This RESTRUCTURE AGREEMENT (this "AGREEMENT") is dated as of
January 26, 2001 and entered into by and among NTN COMMUNICATIONS, INC., a
Delaware corporation (the "COMPANY"), and STARK INTERNATIONAL ("STARK"),
SHEPHERD INVESTMENTS INTERNATIONAL, LTD. ("SHEPHERD"; collectively with Stark,
the "NOTEHOLDERS"), BAYSTAR CAPITAL, L.P. ("BAYSTAR CAPITAL"), and BAYSTAR
INTERNATIONAL LTD. ("BAYSTAR INTERNATIONAL"; collectively, with BayStar Capital,
the "INVESTORS").

PRELIMINARY STATEMENTS

A. The Company and the Noteholders are parties to an Exchange
Agreement, dated as of October 5, 1998 (the "EXCHANGE AGREEMENT"), pursuant to
which, among other things, the Noteholders acquired 7% convertible senior
subordinated promissory notes due 2001 of the Company (the "EXISTING NOTES")
by exchanging shares of the Company's Series B Preferred Stock. In connection
with the Exchange Agreement, the Company and the Noteholders also entered into
a Registration Rights Agreement, dated as of October 5, 1998 (the "1998
REGISTRATION RIGHTS AGREEMENT").

B. Concurrently herewith, the Noteholders shall surrender
their Existing Notes to the Company and the Company shall issue amended and
restated notes (the "AMENDED NOTES") to the Noteholders, which shall contain
substantially the same terms and provisions as the Notes, except that the
Amended Notes (i) shall be subject to conversion by the Company into shares of
common stock, par value $.005, of the Company (the "COMMON STOCK") at
maturity, (ii) may be converted by the Company in the event that the average
price of the Common Stock exceeds $2.50 per share for twenty (20) consecutive
trading days and (iii) shall accrue interest at the rate of 4% per annum.

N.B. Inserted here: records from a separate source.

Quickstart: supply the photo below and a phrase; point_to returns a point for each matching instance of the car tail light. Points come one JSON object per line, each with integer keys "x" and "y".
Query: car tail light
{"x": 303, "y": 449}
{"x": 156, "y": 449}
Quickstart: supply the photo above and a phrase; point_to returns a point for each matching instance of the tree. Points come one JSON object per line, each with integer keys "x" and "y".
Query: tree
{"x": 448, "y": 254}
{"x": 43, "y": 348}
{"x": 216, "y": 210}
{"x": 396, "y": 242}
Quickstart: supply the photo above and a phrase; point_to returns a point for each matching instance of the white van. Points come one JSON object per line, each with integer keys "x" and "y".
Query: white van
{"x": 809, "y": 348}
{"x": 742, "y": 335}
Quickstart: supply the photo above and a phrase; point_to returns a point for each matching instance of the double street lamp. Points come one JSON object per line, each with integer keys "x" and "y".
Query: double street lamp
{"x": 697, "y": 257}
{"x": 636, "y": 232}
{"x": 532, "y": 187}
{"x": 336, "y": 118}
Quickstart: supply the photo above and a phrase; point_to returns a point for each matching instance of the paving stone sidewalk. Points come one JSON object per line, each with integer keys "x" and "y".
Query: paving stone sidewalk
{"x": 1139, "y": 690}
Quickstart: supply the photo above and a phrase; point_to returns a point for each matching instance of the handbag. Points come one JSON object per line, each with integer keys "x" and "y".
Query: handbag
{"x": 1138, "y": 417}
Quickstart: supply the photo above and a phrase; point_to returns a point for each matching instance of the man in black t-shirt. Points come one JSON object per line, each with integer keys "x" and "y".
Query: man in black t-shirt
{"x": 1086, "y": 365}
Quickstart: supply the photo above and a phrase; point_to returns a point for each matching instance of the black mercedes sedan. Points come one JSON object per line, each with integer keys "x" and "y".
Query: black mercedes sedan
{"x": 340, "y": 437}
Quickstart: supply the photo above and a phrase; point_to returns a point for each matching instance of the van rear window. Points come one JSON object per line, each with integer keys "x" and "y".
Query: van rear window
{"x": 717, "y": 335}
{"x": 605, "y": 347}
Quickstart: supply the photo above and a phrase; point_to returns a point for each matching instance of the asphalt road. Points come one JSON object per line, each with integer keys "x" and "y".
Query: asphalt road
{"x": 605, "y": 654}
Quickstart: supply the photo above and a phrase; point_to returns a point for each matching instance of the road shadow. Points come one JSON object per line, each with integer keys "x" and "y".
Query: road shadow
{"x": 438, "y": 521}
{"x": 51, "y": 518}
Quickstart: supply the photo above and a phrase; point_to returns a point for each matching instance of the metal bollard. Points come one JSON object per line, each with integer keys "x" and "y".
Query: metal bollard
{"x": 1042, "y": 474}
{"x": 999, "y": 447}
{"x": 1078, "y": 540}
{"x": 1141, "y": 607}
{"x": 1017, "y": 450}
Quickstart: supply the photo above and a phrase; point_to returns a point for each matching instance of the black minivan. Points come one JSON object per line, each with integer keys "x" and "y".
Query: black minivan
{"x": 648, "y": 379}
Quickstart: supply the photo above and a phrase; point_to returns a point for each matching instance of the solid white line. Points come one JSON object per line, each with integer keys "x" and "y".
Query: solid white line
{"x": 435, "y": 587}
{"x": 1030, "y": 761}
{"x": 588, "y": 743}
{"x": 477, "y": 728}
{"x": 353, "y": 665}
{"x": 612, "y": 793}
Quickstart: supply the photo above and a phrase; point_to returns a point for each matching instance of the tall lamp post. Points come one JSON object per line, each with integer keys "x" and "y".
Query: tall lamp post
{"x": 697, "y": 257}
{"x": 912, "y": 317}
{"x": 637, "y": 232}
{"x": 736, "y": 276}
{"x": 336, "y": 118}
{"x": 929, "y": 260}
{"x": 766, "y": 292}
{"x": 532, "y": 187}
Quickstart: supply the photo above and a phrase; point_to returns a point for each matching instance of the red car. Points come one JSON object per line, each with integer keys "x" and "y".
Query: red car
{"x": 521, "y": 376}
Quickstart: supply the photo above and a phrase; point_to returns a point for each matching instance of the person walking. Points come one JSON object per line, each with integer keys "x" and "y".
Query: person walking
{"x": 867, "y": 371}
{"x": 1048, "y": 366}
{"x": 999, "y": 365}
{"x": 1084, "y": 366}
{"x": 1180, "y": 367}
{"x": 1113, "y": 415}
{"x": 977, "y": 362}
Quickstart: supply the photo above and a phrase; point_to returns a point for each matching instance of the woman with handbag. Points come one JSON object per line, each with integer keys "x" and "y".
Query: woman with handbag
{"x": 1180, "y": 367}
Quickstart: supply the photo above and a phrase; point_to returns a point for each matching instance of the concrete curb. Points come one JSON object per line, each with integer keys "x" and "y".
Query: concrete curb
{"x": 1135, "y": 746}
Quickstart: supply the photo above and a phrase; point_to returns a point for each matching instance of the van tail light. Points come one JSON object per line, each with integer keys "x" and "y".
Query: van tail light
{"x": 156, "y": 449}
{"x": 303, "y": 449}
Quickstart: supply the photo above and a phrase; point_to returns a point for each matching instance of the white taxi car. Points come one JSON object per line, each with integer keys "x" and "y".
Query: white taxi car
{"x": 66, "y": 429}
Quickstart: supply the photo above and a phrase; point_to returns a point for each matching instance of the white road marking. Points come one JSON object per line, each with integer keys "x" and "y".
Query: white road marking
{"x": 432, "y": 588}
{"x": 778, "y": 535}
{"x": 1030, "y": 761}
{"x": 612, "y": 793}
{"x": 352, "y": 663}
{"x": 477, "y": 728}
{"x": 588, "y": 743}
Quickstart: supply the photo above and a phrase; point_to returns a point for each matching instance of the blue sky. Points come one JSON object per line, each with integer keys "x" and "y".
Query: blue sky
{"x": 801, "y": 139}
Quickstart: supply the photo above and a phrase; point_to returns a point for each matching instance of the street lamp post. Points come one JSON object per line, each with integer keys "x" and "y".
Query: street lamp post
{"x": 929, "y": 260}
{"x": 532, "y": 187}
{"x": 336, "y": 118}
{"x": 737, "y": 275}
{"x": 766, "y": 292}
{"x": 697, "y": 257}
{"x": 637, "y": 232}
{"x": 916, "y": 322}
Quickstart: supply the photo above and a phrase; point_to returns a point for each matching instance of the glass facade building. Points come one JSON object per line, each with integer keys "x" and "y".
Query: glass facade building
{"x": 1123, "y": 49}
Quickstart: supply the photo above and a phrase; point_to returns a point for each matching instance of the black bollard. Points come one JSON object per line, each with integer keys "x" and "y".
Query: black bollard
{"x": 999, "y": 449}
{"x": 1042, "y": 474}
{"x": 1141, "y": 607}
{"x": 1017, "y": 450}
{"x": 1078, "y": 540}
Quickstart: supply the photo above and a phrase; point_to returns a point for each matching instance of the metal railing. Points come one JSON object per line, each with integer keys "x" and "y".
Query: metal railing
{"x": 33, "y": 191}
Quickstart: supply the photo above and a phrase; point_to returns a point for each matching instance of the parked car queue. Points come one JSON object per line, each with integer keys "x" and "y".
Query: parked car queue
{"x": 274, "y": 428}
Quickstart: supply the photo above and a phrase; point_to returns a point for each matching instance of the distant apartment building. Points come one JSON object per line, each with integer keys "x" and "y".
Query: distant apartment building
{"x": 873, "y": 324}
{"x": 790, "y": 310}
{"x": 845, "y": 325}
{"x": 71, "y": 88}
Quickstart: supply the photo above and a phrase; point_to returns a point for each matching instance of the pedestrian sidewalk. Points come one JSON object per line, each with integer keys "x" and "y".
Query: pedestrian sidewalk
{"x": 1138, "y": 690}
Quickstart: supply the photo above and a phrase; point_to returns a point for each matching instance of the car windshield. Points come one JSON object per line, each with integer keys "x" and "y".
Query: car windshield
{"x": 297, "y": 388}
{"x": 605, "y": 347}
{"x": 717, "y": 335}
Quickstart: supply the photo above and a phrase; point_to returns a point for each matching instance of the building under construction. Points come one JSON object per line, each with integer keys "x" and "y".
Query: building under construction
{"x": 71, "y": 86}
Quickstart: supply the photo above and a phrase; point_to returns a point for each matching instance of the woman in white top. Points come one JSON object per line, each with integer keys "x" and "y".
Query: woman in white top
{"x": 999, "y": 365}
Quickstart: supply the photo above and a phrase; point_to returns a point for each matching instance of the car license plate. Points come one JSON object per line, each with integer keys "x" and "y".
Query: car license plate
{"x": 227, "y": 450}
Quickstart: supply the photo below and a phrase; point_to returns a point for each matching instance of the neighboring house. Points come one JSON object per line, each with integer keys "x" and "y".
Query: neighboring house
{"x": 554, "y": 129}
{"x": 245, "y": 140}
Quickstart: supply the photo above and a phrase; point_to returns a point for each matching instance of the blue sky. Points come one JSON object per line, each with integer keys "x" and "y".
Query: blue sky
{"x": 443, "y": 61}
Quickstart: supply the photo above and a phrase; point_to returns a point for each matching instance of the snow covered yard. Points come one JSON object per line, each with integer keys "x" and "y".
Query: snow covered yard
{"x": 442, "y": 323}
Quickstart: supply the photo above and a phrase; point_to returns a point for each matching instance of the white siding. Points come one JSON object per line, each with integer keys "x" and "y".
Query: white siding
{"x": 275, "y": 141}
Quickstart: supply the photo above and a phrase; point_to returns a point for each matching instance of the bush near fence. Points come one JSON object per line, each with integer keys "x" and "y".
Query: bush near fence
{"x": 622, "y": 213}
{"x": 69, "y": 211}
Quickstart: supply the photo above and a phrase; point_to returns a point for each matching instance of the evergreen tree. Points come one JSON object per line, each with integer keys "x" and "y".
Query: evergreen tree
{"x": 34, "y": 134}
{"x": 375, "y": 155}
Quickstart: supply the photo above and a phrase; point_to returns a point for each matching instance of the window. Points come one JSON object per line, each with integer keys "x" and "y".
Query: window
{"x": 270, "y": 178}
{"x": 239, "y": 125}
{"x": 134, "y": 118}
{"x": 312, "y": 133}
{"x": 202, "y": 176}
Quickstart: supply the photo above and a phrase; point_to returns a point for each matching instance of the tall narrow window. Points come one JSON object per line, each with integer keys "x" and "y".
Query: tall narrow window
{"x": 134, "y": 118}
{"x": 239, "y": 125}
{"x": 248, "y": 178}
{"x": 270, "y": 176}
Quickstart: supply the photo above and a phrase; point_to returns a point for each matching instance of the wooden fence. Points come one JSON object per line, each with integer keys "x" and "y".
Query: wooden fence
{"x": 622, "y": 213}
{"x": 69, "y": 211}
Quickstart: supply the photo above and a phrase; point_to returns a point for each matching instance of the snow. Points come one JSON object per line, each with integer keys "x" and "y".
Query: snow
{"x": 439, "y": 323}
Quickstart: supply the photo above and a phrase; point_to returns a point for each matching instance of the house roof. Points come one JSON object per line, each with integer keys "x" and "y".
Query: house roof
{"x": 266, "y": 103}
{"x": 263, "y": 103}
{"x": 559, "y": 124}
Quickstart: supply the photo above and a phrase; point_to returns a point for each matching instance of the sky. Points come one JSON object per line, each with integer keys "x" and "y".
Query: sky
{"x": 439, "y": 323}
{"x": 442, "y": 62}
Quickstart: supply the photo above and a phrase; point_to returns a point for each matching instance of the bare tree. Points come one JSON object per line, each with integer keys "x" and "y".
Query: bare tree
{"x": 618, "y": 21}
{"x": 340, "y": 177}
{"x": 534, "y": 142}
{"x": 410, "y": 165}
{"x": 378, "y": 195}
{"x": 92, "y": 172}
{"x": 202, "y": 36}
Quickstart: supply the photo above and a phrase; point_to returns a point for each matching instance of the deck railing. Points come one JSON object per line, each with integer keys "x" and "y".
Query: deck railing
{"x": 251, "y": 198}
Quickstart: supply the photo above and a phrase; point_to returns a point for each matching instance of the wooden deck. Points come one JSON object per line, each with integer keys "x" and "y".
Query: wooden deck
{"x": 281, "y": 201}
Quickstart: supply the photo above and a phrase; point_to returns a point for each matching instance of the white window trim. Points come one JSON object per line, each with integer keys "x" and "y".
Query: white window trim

C. The Company and the Investors are parties to a Securities
Purchase Agreement, dated as of November 14, 2000 (the "PURCHASE AGREEMENT"),
pursuant to which the Investors acquired 1,218,584 shares of Common Stock,
warrants to purchase 609,291 shares of Common Stock (the "WARRANTS"), and
warrants to purchase an additional 609,291 shares (the "ADDITIONAL WARRANTS").
In connection with the Purchase Agreement, the Company and the Investors also
entered into a Registration Rights Agreement, dated as of November 14, 2000
(the "2000 REGISTRATION RIGHTS AGREEMENT").

D. Concurrently herewith, the Purchase Agreement shall be
amended by the Company and the Investors to delete the provisions with respect
to the issuance of "Additional Shares" (as defined in the Purchase Agreement).
The Warrants shall be amended and restated to provide for a fixed exercise
price of $1.64125 per share (the "AMENDED WARRANTS") and to delete the
provisions providing for a reset of the exercise price and the Additional
Warrants shall be surrendered to the Company by the Investors and cancelled.

E. Concurrently herewith, the Investors shall receive 350,043
additional shares of Common Stock, without payment of any additional
consideration, which shall have
{PAGE} 2
the effect of reducing the purchase price of the shares purchased under the
Purchase Agreement from $1.64125 per share to $1.275 per share.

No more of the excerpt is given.